Ethan ebbe un sorriso blando. — Spero che non ci siano conseguenze diplomatiche — disse, e si separarono con un cenno del capo.

Il secondino scortò Ethan nel corridoio dell’infermeria. Se non fosse stato per le porte metalliche chiuse da serrature speciali, la corsia dov’era ricoverata Quinn avrebbe potuto essere una comune corsia di ospedale. O meglio, non tanto comune; Ethan cominciava a sentire la mancanza di finestre che si potessero aprire, una delle tante cose che nello spazio gli davano la nostalgia di Athos.

Quinn era seduta davanti a uno schermo e guardava un documentario di produzione straniera, uno dei tanti che arrivavano con ogni nave. Non sentendosela d’intavolare subito l’argomento per cui era venuto lì, Ethan esordì con quel pensiero: — Che ne pensa delle finestre, lei che è cresciuta su una stazione? — le chiese. — Voglio dire, quelle che usano alla superficie di un pianeta, non le cornici che avete qui per metter a loro agio i turisti.

— Mi rendono paranoica — rispose subito lei. — Continuo a guardarmi attorno in cerca di una sfoglia autosigillante per chiuderle. Hai intenzione di chiedermi qualcos’altro, ad esempio come sto?

— Lei ha un buon aspetto — disse distrattamente Ethan, — a parte il braccio fratturato e. le contusioni. Ho già chiesto al medico di guardia. Analgesici per via orale e nessuno sforzo fisico per qualche giorno.

La bruna mercenaria aveva infatti un bell’aspetto. Il suo colorito era sano, e si muoveva con scioltezza, salvo il braccio sinistro immobilizzato. Si alzò in piedi e agitò una mano verso lo schermo per abbassare il volume. Non indossava la tuta gialla degli altri detenuti dell’infermeria, ma i suoi pantaloni bianchi e grigi, anche se non aveva la blusa dell’uniforme e al posto degli stivaletti portava le pantofole. Sul tavolo c’erano oggetti che dovevano esserle stati portati dagli amici e dai parenti.

— Non intendo fare sforzi, anche se il medico si riferiva a quelli che solitamente si fanno in due. — Gli occhi di lei ebbero uno scintillio. — E tu cosa provi oggi per le donne, dottor Urquhart?

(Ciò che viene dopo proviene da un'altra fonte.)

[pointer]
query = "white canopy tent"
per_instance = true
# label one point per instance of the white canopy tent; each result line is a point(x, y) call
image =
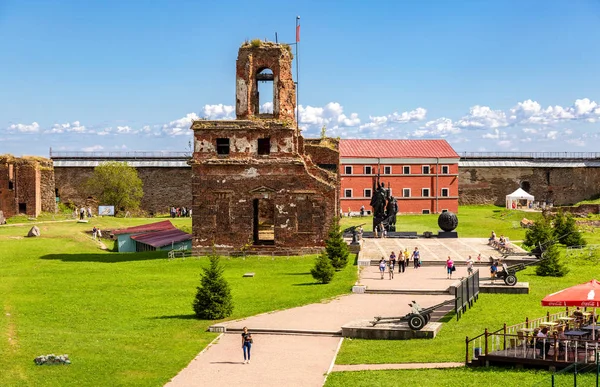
point(519, 198)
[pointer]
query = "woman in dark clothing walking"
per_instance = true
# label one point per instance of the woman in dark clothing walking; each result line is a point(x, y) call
point(246, 344)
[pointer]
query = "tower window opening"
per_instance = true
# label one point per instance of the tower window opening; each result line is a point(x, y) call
point(265, 91)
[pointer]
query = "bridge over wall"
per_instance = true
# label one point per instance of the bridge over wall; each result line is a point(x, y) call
point(562, 178)
point(166, 176)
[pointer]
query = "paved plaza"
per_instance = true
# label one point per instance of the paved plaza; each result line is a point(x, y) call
point(301, 358)
point(432, 249)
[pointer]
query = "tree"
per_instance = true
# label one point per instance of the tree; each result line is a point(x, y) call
point(550, 264)
point(336, 246)
point(323, 271)
point(565, 230)
point(116, 183)
point(213, 299)
point(540, 233)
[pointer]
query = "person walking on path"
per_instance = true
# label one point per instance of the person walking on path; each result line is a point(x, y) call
point(246, 344)
point(402, 258)
point(449, 267)
point(416, 256)
point(382, 266)
point(469, 265)
point(392, 260)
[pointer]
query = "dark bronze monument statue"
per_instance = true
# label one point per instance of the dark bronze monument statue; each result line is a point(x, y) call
point(385, 207)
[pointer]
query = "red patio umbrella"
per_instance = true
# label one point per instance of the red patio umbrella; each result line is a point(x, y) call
point(583, 295)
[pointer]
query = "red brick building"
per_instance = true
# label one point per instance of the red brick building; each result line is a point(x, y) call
point(422, 174)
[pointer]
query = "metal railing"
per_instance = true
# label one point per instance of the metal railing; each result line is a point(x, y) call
point(532, 155)
point(120, 155)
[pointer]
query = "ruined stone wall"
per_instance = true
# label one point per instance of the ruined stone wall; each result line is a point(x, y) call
point(163, 187)
point(223, 204)
point(27, 188)
point(561, 186)
point(47, 186)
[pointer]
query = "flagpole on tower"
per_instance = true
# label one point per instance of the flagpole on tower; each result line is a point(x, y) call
point(297, 78)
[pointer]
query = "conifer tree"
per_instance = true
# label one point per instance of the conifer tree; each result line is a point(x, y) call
point(336, 246)
point(566, 231)
point(550, 264)
point(213, 299)
point(323, 271)
point(540, 233)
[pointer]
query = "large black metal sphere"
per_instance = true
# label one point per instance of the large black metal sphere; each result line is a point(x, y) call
point(448, 221)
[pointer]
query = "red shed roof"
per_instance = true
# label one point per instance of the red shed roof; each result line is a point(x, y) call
point(158, 226)
point(162, 238)
point(396, 149)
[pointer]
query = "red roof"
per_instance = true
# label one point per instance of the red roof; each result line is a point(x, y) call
point(158, 226)
point(396, 149)
point(162, 238)
point(587, 294)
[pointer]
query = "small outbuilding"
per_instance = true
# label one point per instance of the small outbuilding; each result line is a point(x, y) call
point(519, 199)
point(150, 237)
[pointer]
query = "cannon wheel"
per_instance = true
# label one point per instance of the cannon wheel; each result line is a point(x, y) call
point(416, 322)
point(510, 280)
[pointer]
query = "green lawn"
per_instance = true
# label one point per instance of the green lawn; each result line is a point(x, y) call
point(459, 377)
point(124, 319)
point(473, 222)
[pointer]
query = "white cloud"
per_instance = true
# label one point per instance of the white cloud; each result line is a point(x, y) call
point(218, 112)
point(482, 117)
point(442, 127)
point(181, 126)
point(34, 127)
point(93, 148)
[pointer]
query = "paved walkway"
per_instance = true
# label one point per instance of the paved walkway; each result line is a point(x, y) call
point(276, 361)
point(394, 366)
point(432, 249)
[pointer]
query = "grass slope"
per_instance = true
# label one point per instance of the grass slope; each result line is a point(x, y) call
point(124, 319)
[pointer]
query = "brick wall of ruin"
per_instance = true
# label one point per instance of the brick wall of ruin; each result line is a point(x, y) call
point(163, 187)
point(27, 188)
point(561, 186)
point(47, 185)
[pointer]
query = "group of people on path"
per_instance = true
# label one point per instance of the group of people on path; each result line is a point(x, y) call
point(83, 212)
point(403, 260)
point(180, 212)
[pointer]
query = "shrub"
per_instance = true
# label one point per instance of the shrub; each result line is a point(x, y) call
point(539, 233)
point(565, 230)
point(323, 271)
point(213, 300)
point(550, 264)
point(336, 247)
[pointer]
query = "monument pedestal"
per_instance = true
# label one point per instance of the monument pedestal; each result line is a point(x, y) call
point(447, 234)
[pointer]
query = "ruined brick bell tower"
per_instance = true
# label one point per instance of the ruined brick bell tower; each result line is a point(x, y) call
point(256, 187)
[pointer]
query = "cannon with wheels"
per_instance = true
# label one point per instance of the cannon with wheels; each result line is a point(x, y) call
point(508, 274)
point(416, 319)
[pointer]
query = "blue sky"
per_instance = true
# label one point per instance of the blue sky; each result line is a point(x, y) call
point(131, 75)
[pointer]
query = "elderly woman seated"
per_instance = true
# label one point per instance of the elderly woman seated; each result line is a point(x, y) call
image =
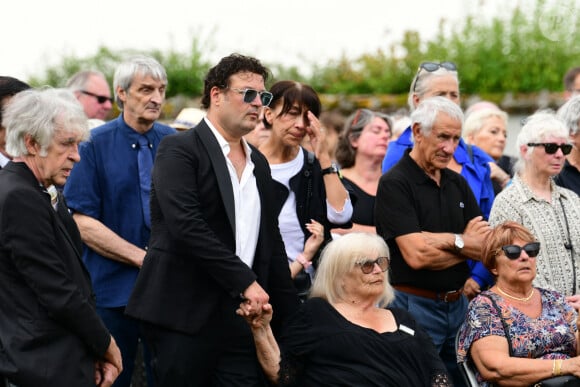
point(516, 334)
point(343, 335)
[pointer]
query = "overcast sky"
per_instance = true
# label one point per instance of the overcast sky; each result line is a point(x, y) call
point(37, 33)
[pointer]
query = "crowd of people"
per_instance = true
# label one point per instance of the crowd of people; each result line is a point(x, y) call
point(260, 240)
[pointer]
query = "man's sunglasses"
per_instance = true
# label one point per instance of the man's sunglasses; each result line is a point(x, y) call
point(251, 94)
point(433, 66)
point(552, 147)
point(368, 265)
point(514, 251)
point(100, 98)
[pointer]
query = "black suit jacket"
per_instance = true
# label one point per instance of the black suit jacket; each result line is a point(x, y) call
point(50, 333)
point(191, 266)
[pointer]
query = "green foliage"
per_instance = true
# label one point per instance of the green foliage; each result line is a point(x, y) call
point(525, 50)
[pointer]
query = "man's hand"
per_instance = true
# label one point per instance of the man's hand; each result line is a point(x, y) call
point(105, 374)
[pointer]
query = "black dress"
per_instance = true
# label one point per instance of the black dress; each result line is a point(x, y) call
point(320, 347)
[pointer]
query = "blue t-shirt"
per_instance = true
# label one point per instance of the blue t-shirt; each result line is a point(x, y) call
point(478, 176)
point(105, 185)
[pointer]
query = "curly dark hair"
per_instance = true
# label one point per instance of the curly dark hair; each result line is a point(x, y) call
point(220, 74)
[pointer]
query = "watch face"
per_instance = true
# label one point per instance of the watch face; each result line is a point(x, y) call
point(459, 241)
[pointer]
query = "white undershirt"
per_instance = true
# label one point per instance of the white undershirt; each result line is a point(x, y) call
point(246, 201)
point(290, 229)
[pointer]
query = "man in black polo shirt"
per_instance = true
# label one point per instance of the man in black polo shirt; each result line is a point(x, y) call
point(431, 221)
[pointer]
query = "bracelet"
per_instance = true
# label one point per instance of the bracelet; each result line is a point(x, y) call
point(557, 367)
point(303, 261)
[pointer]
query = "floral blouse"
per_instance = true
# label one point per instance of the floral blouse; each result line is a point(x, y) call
point(556, 224)
point(550, 336)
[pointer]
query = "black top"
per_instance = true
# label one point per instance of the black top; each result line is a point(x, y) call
point(320, 347)
point(569, 178)
point(408, 201)
point(364, 208)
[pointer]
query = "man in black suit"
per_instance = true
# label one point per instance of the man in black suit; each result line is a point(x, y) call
point(214, 240)
point(50, 333)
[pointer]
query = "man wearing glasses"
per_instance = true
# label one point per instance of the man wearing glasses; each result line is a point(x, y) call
point(108, 194)
point(92, 90)
point(215, 240)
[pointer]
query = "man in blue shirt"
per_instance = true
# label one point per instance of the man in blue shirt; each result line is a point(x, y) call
point(111, 204)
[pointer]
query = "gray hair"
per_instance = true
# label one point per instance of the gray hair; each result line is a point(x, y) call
point(537, 128)
point(570, 114)
point(339, 258)
point(421, 84)
point(475, 120)
point(40, 113)
point(78, 81)
point(126, 72)
point(428, 109)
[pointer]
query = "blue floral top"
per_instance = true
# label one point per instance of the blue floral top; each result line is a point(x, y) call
point(550, 336)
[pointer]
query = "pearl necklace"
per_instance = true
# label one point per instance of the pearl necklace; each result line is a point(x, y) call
point(522, 299)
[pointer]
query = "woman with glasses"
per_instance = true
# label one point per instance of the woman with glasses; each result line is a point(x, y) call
point(360, 152)
point(516, 332)
point(343, 335)
point(552, 213)
point(569, 177)
point(309, 192)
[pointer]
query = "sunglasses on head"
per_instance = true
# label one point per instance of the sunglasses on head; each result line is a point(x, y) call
point(250, 95)
point(552, 147)
point(514, 251)
point(100, 98)
point(433, 66)
point(367, 266)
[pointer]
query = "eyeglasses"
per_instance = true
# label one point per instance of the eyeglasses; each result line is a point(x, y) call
point(552, 147)
point(431, 67)
point(100, 98)
point(514, 251)
point(251, 94)
point(368, 265)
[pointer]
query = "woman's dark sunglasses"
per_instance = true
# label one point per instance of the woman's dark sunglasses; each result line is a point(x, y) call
point(251, 94)
point(552, 147)
point(433, 66)
point(514, 251)
point(368, 265)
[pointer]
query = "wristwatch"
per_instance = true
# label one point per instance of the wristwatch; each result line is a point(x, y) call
point(332, 169)
point(458, 243)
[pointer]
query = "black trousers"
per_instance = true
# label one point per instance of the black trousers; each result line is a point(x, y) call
point(220, 354)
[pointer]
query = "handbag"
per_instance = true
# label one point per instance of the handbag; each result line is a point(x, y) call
point(554, 381)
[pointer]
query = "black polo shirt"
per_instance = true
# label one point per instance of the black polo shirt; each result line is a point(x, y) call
point(408, 201)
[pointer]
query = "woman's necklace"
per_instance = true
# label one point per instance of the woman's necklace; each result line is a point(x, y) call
point(522, 299)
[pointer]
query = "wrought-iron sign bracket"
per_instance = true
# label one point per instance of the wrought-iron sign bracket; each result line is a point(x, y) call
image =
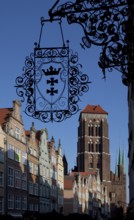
point(105, 24)
point(52, 82)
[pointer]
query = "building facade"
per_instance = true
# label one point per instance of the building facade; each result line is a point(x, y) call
point(93, 154)
point(31, 167)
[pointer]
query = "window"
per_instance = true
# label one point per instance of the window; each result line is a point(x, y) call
point(24, 181)
point(17, 155)
point(10, 201)
point(10, 176)
point(36, 208)
point(97, 130)
point(24, 158)
point(1, 179)
point(17, 202)
point(36, 169)
point(10, 151)
point(1, 205)
point(30, 167)
point(90, 165)
point(24, 203)
point(90, 130)
point(30, 188)
point(97, 146)
point(90, 146)
point(17, 178)
point(1, 155)
point(36, 189)
point(17, 133)
point(31, 207)
point(34, 152)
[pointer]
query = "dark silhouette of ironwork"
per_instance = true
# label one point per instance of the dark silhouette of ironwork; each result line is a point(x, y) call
point(105, 24)
point(52, 82)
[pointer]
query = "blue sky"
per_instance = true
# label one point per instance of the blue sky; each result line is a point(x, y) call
point(19, 30)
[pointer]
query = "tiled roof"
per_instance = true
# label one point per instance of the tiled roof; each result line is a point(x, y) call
point(68, 183)
point(94, 109)
point(83, 173)
point(4, 113)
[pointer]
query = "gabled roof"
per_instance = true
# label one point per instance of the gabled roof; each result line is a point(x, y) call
point(94, 109)
point(4, 114)
point(83, 174)
point(68, 182)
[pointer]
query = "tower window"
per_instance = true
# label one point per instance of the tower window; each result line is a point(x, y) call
point(97, 146)
point(90, 145)
point(90, 165)
point(97, 130)
point(90, 130)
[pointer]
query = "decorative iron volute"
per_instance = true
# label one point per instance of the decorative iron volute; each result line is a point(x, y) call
point(52, 82)
point(104, 24)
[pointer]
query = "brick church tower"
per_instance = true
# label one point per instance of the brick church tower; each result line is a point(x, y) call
point(93, 142)
point(93, 154)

— Oh… — Lui si strinse nelle spalle. — Più o meno quello che prova lei per le finestre, temo. Lei pensa che si abituerà alle finestre, o che finiranno per piacerle?

— Perché no? Ma qui tutti mi accusano d’essere una che va a cercare le emozioni forti. — Il suo sorriso vacillò. — Non ho ancora dimenticato il mio primo impatto con la superficie di un pianeta, dopo aver firmato coi Mercenari Dendarii… i Mercenari di Oser, come si chiamavano prima che l’ammiraglio Naismith prendesse il comando. Per tutta la vita avevo sognato di conoscere sulla pelle il vero clima di un pianeta di tipo terrestre. Nebbie di montagna, brezza oceanica, questo genere di cose. I depliant dicevano che quel pianeta aveva un clima "temperato", e io lo presi come sinonimo di "mite". Atterrammo in cerca di carburante nel mezzo di una bufera di neve. Ci volle un anno prima che mi offrissi di nuovo volontaria per una missione su un pianeta.